4. A desfaçatez do secretário de Estado é inversamente proporcional à sua coragem. Nas imagens divulgadas, é visível o seu incómodo, atrapalhação e até uma reverência paroquial e provinciana, próprios de quem não está de consciência tranquila. Foi incapaz de falar na demissão no momento da grande encenação. Mas pior, foi incapaz de a exigir durante a reunião, que era a sede própria e adequada para o efeito. Que Governo é este que grita e vocifera em Lisboa e que sussurra e titubeia na Europa? Depois de tudo isto, há alguém que deve um pedido de desculpas aos portugueses e esse alguém não é já Dijsselbloem. É mesmo o Governo português, que usa de duplo de padrão e que se entrega a encenações tristes, política e eticamente indignas.

5. Uma palavra ainda para lamentar que uma parte substancial da comunicação social pactue, mesmo que por omissão, com um comportamento deste teor. E que, depois disso, aceite ainda ser o veículo do spinning socialista, procurando mostrar um episódio destes como uma grande “bravata” lusa. Quando na realidade ele é um exemplo de fragilidade, provincianismo e tentativa (em vários casos, conseguida) de instrumentalização da comunicação social.

6. Nada de surpreendente, como tenho tão insistentemente advertido. Basta ver a novela que anda à volta de uma putativa sondagem de Mário Centeno para presidente do Eurogrupo. Qualquer pessoa que se movimente nos meios políticos de Bruxelas sabe que não há uma única alma que, até aqui, tenha aventado essa hipótese. Entre múltiplas personalidades da Comissão, do Conselho e do Parlamento, provenientes de países os mais vários e de diferentes famílias políticas, nenhuma ouviu falar dessa possibilidade. Só em Portugal se falou nisto, por sinal num dia 1 de Abril. É peculiar que jornais como o Expresso ou, ainda ontem, o PÚBLICO assumam esta notícia com base em fontes unicamente portuguesas. Basta consultarem fontes europeias – e têm em Bruxelas e noutras capitais jornalistas com experiência e com boas redes de contactos – para perceberem que, no momento actual, essa possibilidade não passa de uma mera probabilidade estatística. Até pode ser que, depois desta ofensiva governamental junto do circuito mediático, a ideia ganhe algum eco fora de portas e possa enfim ser exportada. Mas não haja ilusões: ela tem origem na vereda que vai de S. Bento ao Largo do Rato e, para já, é essa a dimensão da sua plausibilidade.
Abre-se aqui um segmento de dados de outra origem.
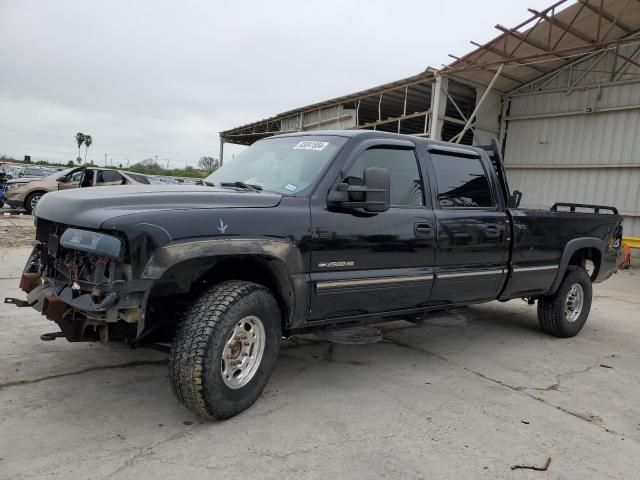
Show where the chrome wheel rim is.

7. A encenação do episódio Mourinho Félix e a notícia da indicação de Mário Centeno mostram bem que a moda dos factos alternativos não vive só em Washington. Ela – a moda – e eles – os factos alternativos – andam por aí.

SIM

Maria Helena Rocha Pereira. Sublime pioneira na cultura, na arte, na academia, na divulgação dos clássicos. Ninguém pode ficar indiferente à sua versão de A República de Platão: participa seguramente do mundo das ideias.   

NÃO

Viktor Orbán. De há muito que aqui se denuncia a deriva autoritária rumo à democracia iliberal no Leste e na Hungria. O ataque à liberdade académica é o derrame que faz transbordar o copo da paciência europeia.